Guard 1 (startled):"What the fuck was that?"

Guard 2:"Ugh, probably another rat orgy. You go."

Guard 1:"Fuck no. I went last time."

Guard 2:"Rock-paper-scissors?"

Guard 1 (sighs):"Screw it. Let's both go. Ain't like anyone's gonna break into the Warden's office in the next 30 seconds were you looking."

They both walked off.

Adrian (grinning):

"Bingo."

He sprinted to the door, activated Permeation, and slipped through the steel like a ghost. He landed silently on the other side, checking his clothes.

Seems like my clothes don't fall off.

Adrian: "Hell yeah! My gear didn't fall off! That's gotta be an evolution. No accidental naked missions!"

He looked around the dimly lit office — metal drawers, old coffee mugs, half-empty whiskey bottle.

"Alright, let's rob the hell out of this place."

Adrian rifled through folders, yanked open drawers, and kicked a vent cover loose. Inside, he found:

Master Keycard

Facility Blueprints

Wiring Layouts

An encrypted drive labeled 'Protocol Omega'

A stun baton labeled "Warden's toy"

Adrian: "Damn, you people really don't believe in safety, huh?"

He map and smirked.

"Nice — there's a hidden storage exit right behind this wall. Talk about convenience."

He phased out of the office clean and fast.

The Next Morning

Adrian (pulling Bobby aside):"Yo, Bobby. Got a sec?"

Bobby: "What's up?"

Adrian (leaning in):"I broke into the Warden's office last night."

Bobby (deadpan):"...You're fucking kidding me."

Adrian (grinning):"Nah, man. I got the blueprints. Like, all of it. Facility layout, camera wiring, even shutoff zones."

Bobby (blinking):"Holy shit."

Adrian: "And I might've stolen his stun baton."

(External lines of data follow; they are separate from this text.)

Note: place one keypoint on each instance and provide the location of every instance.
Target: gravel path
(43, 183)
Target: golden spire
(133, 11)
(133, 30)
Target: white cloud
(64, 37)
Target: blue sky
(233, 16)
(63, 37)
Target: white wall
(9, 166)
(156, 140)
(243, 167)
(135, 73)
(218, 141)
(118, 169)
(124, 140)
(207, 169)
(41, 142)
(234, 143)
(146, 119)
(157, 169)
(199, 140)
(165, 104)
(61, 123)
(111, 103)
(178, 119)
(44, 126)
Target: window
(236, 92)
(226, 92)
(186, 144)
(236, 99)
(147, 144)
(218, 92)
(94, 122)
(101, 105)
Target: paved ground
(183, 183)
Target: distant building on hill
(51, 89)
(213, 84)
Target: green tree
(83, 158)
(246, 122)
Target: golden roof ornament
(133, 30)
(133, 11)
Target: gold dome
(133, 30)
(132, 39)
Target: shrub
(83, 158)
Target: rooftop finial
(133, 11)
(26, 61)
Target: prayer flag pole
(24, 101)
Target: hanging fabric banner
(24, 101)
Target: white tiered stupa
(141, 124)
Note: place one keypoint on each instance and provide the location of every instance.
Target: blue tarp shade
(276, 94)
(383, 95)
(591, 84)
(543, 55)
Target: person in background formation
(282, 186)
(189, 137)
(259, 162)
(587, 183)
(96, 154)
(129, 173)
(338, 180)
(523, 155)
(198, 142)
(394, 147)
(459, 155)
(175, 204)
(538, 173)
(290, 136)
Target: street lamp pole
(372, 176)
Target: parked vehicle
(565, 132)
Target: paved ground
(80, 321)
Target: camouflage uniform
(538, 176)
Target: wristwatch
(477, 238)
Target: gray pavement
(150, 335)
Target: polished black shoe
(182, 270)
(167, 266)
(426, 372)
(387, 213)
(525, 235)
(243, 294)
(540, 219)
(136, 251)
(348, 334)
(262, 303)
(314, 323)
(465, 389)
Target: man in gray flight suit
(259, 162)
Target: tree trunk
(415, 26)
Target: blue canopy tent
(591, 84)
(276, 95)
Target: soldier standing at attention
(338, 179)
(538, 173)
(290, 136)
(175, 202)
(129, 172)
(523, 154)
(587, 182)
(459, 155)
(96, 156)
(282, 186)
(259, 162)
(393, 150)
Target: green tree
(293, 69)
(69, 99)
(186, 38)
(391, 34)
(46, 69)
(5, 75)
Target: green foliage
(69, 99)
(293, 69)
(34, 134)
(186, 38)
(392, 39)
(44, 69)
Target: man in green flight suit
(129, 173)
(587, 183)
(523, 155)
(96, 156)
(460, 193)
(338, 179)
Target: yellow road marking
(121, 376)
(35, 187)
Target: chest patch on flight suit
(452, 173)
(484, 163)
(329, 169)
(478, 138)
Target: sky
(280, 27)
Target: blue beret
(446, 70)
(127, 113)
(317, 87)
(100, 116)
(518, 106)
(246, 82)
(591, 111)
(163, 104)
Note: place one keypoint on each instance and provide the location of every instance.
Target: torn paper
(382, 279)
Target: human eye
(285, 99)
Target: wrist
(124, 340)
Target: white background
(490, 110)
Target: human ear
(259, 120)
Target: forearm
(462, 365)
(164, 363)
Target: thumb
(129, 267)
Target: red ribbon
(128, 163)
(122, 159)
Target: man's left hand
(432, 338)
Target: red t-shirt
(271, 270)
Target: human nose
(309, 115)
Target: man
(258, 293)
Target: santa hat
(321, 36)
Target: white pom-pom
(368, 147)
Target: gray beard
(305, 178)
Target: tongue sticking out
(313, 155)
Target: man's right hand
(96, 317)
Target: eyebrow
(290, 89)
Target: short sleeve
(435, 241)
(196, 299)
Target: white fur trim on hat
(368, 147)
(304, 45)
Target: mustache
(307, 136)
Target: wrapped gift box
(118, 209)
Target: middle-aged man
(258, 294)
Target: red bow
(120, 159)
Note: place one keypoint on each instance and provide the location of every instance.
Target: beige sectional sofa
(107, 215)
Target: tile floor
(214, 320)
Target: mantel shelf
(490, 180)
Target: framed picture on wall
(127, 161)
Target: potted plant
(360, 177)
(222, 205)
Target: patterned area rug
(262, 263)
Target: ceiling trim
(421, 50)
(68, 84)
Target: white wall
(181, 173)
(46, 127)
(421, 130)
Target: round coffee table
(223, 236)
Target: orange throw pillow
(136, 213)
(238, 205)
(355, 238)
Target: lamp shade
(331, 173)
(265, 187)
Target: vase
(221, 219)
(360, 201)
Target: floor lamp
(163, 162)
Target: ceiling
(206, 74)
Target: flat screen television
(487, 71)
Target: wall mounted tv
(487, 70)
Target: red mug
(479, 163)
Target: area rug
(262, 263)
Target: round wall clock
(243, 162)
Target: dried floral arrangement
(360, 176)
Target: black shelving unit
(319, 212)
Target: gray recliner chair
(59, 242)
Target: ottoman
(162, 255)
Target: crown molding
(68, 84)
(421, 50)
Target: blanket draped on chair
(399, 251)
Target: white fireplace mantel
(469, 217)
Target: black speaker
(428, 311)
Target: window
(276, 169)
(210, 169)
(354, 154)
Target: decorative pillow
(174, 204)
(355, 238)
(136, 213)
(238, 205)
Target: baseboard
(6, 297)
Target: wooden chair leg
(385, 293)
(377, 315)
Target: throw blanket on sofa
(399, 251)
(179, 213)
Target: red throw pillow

Bobby: "You're a dumbass... but a useful one."

Training Yard — Later

Adrian (panting, bruised):"Bro, I asked for combat lessons, not a beatdown!"

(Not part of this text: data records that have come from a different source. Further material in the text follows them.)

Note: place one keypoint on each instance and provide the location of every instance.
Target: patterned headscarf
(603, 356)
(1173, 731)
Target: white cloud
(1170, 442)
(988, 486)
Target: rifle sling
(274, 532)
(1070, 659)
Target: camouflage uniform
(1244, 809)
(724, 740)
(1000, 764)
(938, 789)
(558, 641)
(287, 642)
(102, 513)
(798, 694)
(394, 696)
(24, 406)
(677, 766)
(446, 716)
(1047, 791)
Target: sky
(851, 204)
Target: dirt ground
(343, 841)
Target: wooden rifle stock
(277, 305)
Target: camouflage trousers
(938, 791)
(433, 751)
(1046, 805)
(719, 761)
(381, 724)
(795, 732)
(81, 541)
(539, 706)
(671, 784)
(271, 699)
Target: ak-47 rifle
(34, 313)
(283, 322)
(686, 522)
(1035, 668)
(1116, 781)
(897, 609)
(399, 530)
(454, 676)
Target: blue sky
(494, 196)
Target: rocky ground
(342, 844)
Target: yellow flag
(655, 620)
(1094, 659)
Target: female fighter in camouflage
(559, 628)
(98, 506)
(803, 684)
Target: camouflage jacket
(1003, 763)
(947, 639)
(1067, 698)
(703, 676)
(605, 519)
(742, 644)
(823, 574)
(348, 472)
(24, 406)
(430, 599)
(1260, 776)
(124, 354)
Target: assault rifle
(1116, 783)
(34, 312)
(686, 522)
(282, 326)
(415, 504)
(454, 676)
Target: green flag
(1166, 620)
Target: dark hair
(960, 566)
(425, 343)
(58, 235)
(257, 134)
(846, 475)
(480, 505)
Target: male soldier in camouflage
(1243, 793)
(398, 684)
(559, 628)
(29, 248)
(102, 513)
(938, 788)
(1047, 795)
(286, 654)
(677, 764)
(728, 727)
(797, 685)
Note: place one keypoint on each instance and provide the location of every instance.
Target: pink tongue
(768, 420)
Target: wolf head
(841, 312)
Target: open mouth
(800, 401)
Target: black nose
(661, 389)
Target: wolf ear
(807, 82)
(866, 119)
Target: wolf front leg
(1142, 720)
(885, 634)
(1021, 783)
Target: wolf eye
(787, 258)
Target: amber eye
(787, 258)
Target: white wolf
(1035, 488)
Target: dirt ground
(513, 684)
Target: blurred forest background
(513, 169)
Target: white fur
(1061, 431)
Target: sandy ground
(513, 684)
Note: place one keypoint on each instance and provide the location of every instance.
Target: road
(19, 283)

Bobby (smirking):"This is the lesson. You wanna survive? Stop being a punk."

Adrian: "You could've at least explained the part where you'd body slam me!"

Bobby: "Dude, I grew up in the hood. We don't do explanations — we do ass- whoopings."

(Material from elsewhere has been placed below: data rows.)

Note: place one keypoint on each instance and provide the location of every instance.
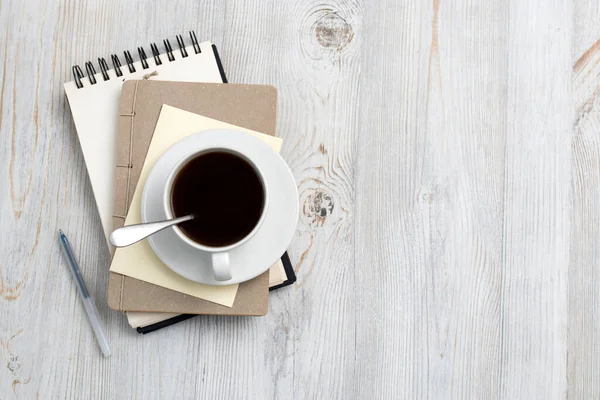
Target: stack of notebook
(125, 117)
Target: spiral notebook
(94, 101)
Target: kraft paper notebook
(94, 102)
(248, 106)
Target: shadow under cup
(224, 191)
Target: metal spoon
(130, 234)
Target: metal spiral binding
(195, 42)
(78, 75)
(129, 61)
(181, 46)
(156, 54)
(116, 64)
(169, 49)
(103, 68)
(90, 70)
(142, 55)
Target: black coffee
(225, 195)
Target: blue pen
(88, 302)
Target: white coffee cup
(220, 255)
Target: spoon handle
(128, 235)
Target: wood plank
(537, 201)
(584, 268)
(429, 201)
(312, 54)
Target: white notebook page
(95, 111)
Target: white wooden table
(459, 143)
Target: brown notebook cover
(250, 106)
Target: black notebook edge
(290, 279)
(285, 259)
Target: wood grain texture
(448, 227)
(584, 268)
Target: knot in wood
(332, 31)
(318, 206)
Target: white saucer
(251, 258)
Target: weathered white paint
(455, 145)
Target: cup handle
(221, 267)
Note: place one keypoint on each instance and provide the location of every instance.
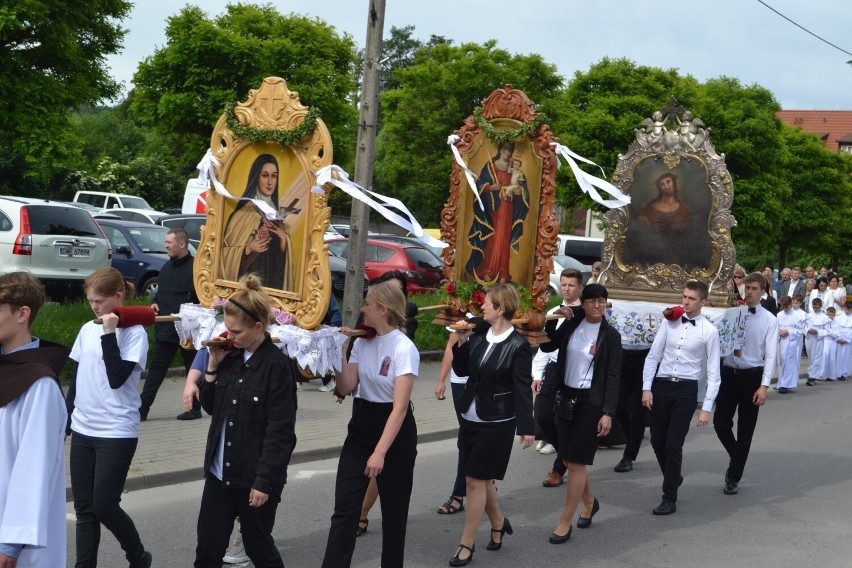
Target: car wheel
(149, 287)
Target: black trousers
(394, 483)
(671, 413)
(219, 507)
(164, 352)
(631, 413)
(735, 397)
(543, 415)
(99, 469)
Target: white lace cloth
(319, 350)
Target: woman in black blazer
(497, 400)
(588, 368)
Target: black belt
(571, 392)
(672, 379)
(749, 371)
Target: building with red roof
(834, 127)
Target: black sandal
(457, 560)
(449, 508)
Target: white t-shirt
(578, 363)
(99, 410)
(380, 361)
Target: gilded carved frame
(672, 143)
(506, 109)
(303, 206)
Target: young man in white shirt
(571, 283)
(32, 432)
(746, 376)
(680, 349)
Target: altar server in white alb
(746, 376)
(791, 333)
(814, 338)
(32, 431)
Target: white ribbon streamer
(380, 203)
(206, 168)
(588, 182)
(451, 140)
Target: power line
(803, 28)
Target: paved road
(171, 451)
(792, 509)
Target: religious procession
(670, 334)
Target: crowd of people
(568, 395)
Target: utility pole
(364, 152)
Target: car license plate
(75, 252)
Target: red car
(420, 265)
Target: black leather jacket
(607, 360)
(175, 287)
(500, 384)
(258, 400)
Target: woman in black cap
(589, 363)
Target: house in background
(834, 127)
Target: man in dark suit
(791, 285)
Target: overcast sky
(735, 38)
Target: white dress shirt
(680, 350)
(759, 344)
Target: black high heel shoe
(561, 538)
(457, 560)
(507, 528)
(586, 522)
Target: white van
(195, 197)
(105, 200)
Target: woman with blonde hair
(382, 439)
(103, 404)
(251, 394)
(497, 401)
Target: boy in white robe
(32, 432)
(829, 347)
(814, 334)
(844, 343)
(791, 331)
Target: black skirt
(578, 437)
(487, 447)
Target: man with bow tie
(680, 349)
(746, 375)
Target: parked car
(106, 200)
(337, 266)
(437, 251)
(189, 222)
(58, 243)
(139, 215)
(139, 252)
(421, 267)
(560, 263)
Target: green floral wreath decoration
(500, 136)
(283, 137)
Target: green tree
(599, 110)
(182, 89)
(437, 91)
(816, 216)
(52, 59)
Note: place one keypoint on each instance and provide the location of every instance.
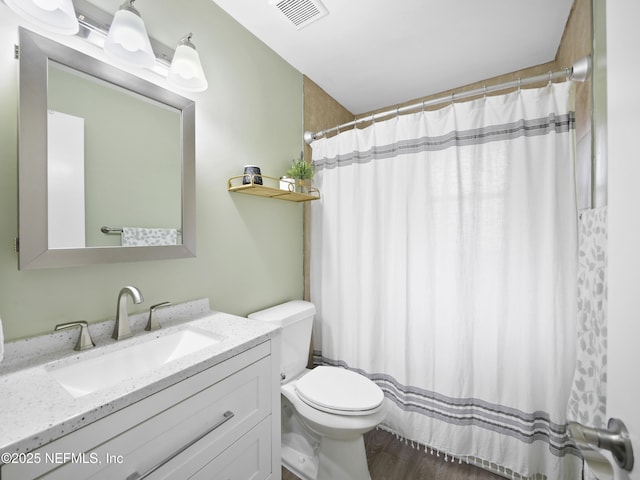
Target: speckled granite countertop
(35, 409)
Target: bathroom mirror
(100, 150)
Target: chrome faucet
(122, 329)
(84, 340)
(152, 323)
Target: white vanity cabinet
(222, 423)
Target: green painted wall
(249, 250)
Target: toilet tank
(296, 320)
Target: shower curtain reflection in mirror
(443, 266)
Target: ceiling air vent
(301, 12)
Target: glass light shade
(128, 40)
(57, 16)
(186, 71)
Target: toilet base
(344, 459)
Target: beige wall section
(249, 249)
(576, 43)
(321, 111)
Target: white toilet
(325, 411)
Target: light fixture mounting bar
(93, 19)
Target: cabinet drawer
(249, 458)
(246, 394)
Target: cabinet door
(246, 394)
(145, 433)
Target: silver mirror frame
(35, 53)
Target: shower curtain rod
(579, 71)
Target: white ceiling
(369, 54)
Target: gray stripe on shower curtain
(526, 427)
(508, 131)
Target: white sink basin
(93, 374)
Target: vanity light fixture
(57, 16)
(127, 39)
(186, 71)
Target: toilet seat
(339, 391)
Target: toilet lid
(338, 389)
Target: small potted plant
(302, 172)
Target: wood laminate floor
(392, 459)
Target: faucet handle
(152, 323)
(84, 340)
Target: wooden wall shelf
(235, 185)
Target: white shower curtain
(443, 266)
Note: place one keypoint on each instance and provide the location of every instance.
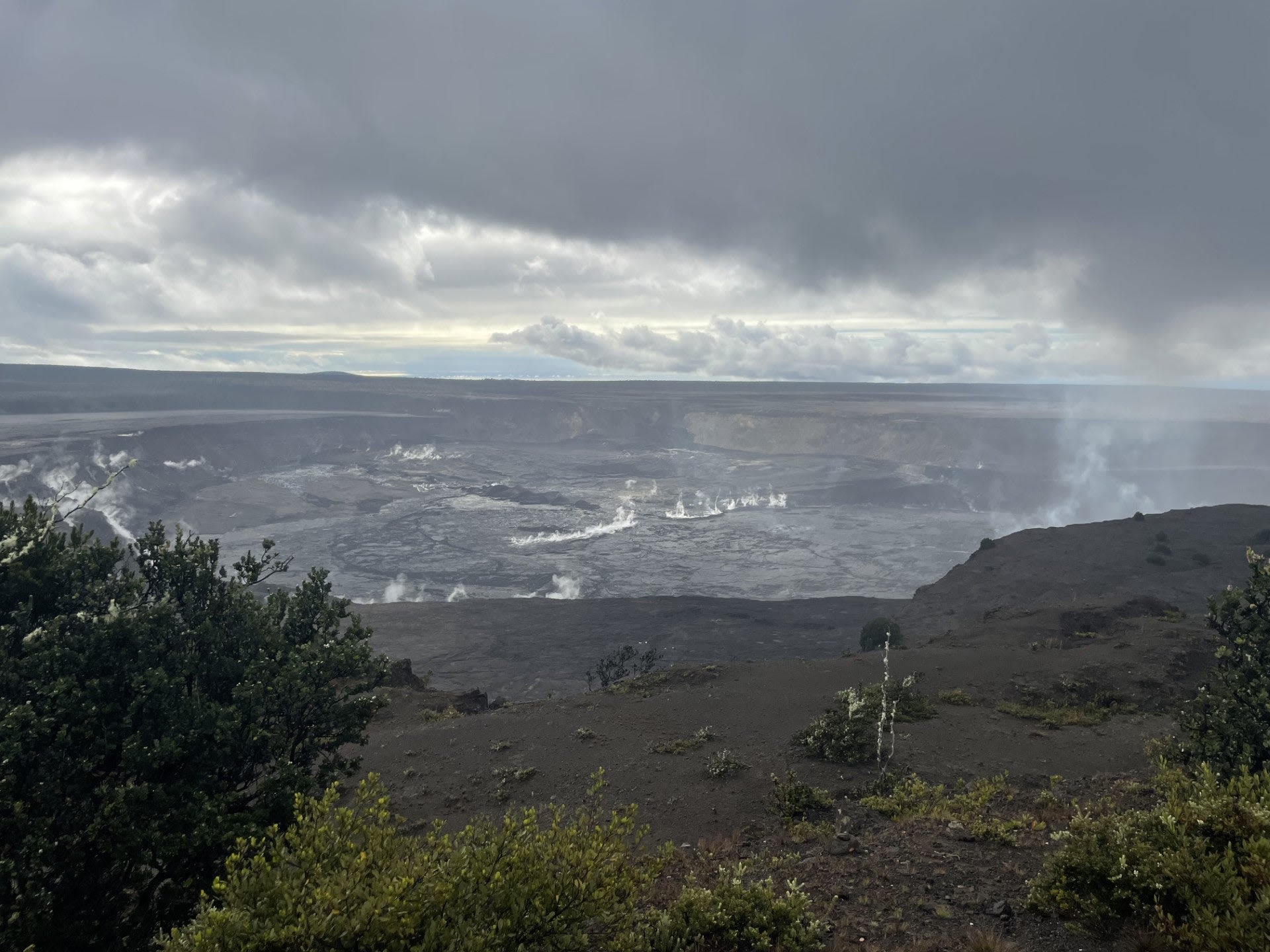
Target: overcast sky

Adrian:" I thought you'd at least threaten me with a gun first."

Bobby: "Fuck off."

Adrian: "No thank you. I'm not into you like that."

Bobby (laughing):"Smartass."

He put Adrian in a playful headlock and gave him a noogie.

Bobby: "You keep talking shit, I'll beat the sarcasm out of you."

Adrian (laughing):"I'd like to see you try."

They both laughed, faces bruised but smiling wide.

Next Days Later

Bobby (staring at the plan):"This is the dumbest shit I've ever heard."

Adrian (serious):"It's perfect. I get thrown in solitary near Cell 13. That puts me close enough to talk to Cassie. No alarms. No eyes."

Bobby: "Dude… that cell has no bed. No toilet. Cold-ass metal floor. They feed you soup and a slice of bread like it's the fucking 1800s."

Adrian (grinning):"I can handle it. If I can't survive that, then my name's not Adrian Zenith Ujiro Kenpachi Lucky."

Bobby: "What the actual fuck was that name?"

Adrian: "I made it up. Still sounds badass though."

Bobby (facepalming):"You're gonna die."

Adrian (confident):"Not today."

Later That Day – The Cafeteria

Adrian sat with Bobby at their table, halfway through a shitty lunch tray of unseasoned meat sludge, when a loud-mouthed inmate walked by and shoulder-checked him hard.

Inmate: "Watch it, rookie."

Adrian didn't even blink. He smirked, looked at Bobby, and whispered:

Adrian: "Welp. Showtime."

Adrian stood up, cracked his neck, and yelled after the guy.

Adrian: "Hey, dickhead. You bump into me or did your ego swing too wide?"

Inmate (turning back):"You got a fucking problem, string bean?"

Adrian (grinning):"Yeah, I got a problem. Your face offends my soul."

The guy charged.

Adrian ducked, kicked out the dude's knee, then sucker-punched him in the gut. A wild fight broke out instantly. Trays flew. Someone screamed "fight!" as Adrian hurled a spoon like a throwing knife and beaned another guy in the eye.

Bobby (eating calmly):"You are such a little shit."

Adrian (mid-fight):"I'm committing to the bit!"

Guards came rushing in with batons and tasers. Adrian didn't resist.

Guard 1:"That's it! Solitary! Two days!"

Adrian (grinning as he's dragged off):"Make it three, baby! I like the peace and quiet!"

Guard 2:"Shut the fuck up!"

Adrian: "You shut the fuck up!"

He was slammed against the wall, cuffed, and hauled away — smiling the whole time.